Dr. Heidi Staples: English Professor
Dr. Heidi Staples is a new faculty member in the Department of English, here at Alabama. A native Southerner, hailing from the Gulf Coastal Plain, Staples completed her MFA at Syracuse University and returned to the South for her PhD at the University of Georgia. She is the author of novel Guess Can Gallop and co-founded the Poets for Living Waters Foundation in response to the BP gulf oil spill. Staples’ work has appeared in Best American Poetry, Chicago Review, Denver Quarterly, Ecotone, Ploughshares, and Women’s Studies Quarterly. Staples took time to answer some questions regarding her time here at UA, her experiences in Europe, and several of her projects.
How has your education shaped your experience as a teacher and writer?
My formal education has taught me how much I don’t know—about writing, language, history, ecology, world(s)—and that awareness has taught me to maintain a learner’s position as long as possible. The learner’s position requires you to allow others to challenge and change your own perspective. It’s a bit like studying yoga and mastering the headstand—it can require years of systematic training, yet children do it for fun.
What does the English major mean to you and why should students continue to pursue it?
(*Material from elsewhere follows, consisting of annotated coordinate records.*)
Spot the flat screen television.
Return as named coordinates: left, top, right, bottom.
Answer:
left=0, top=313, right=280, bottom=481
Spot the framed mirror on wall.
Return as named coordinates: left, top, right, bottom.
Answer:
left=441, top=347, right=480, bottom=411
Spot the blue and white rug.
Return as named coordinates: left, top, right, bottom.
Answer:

The English major offers students practical communication skills and the development of their creativity through a focus on design, story, meaning-making, and play. It’s fun. What’s more, the major gives students sustained engagement with independent human cultures—which exists ouside the confines of market forces. The English major immerses students in stories and songs that do more than distract or amuse. Literature and art help human beings share and be positively transformed by the psychological and emotional intensities of existence.
What motivated you to start Poets for Living Waters?
I grew up on the then-undeveloped coast of the Florida Panhandle, and it’s a project close to my heart. An international poetry response to the BP oil disaster in the Gulf of Mexico, Poets for Living Waters includes hundreds of poems and statements of ecopoetics by writers including Franz Wright, Anne Waldman, Alicia Ostriker, and many others. Poet Muriel Rukesyer has famously described poetry as extending the historical record, which is what I imagine this project does. It helps transform the immense quantification of the BP oil disaster—numbers of gallons, numbers of lives lost, numbers of species impacted—into a more qualitative record. The poems reckon with the disaster’s impact on ineffable experiences, such as the possibility for joy or the rising tide of grief in the face of metastasizing ecocide. This foundation also provides a process for grieving, which I like to believe will help us move into a sense of collective possibility and responsibility for ethical change. I’ve presented on the work at several conferences, and Poets and Writers interviewed my co-editor Amy King and me about the project. Currently, we’re working on a new project, Big Energy Poets of the Anthropocene: When Ecopoets Think Climate Change.
What would you want alumni to know about the Department of English?
From what I have seen so far, this English department demonstrates the relevance of the humanities to the contemporary moment and is widely known for its related innovations. Professor Robin Behn’s Creative Writing Club, the graduate-student spin-off Writers in the Schools, the Writing in the Prisons program, Dr. Sharon O’Dair’s innovative weaving of time spent on Dauphin Island, eco-theory, and Shakespeare all come to mind in this regard. At our best, we are developing our own and our student’s creative and visionary capacities and so becoming ever more meaningful influences in the world. That all sounds a bit lofty. I also believe it’s real.
Are you currently working on any projects?
I recently received both CARSCA and RGC grants to work on a project titled “Emplaced and Multiple: the Mobile Bay Watershed excursions for new poetic works.” I’ll be visiting a variety of state parks and sites in Alabama, including the Bartram Canoe Trail in the Mobile-Tensaw area–also known as America’s Amazon. Alabama is a home to some of the greatest biodiversity in North America, and I’m so grateful to the university for giving me the opportunity to immerse myself in this adventure.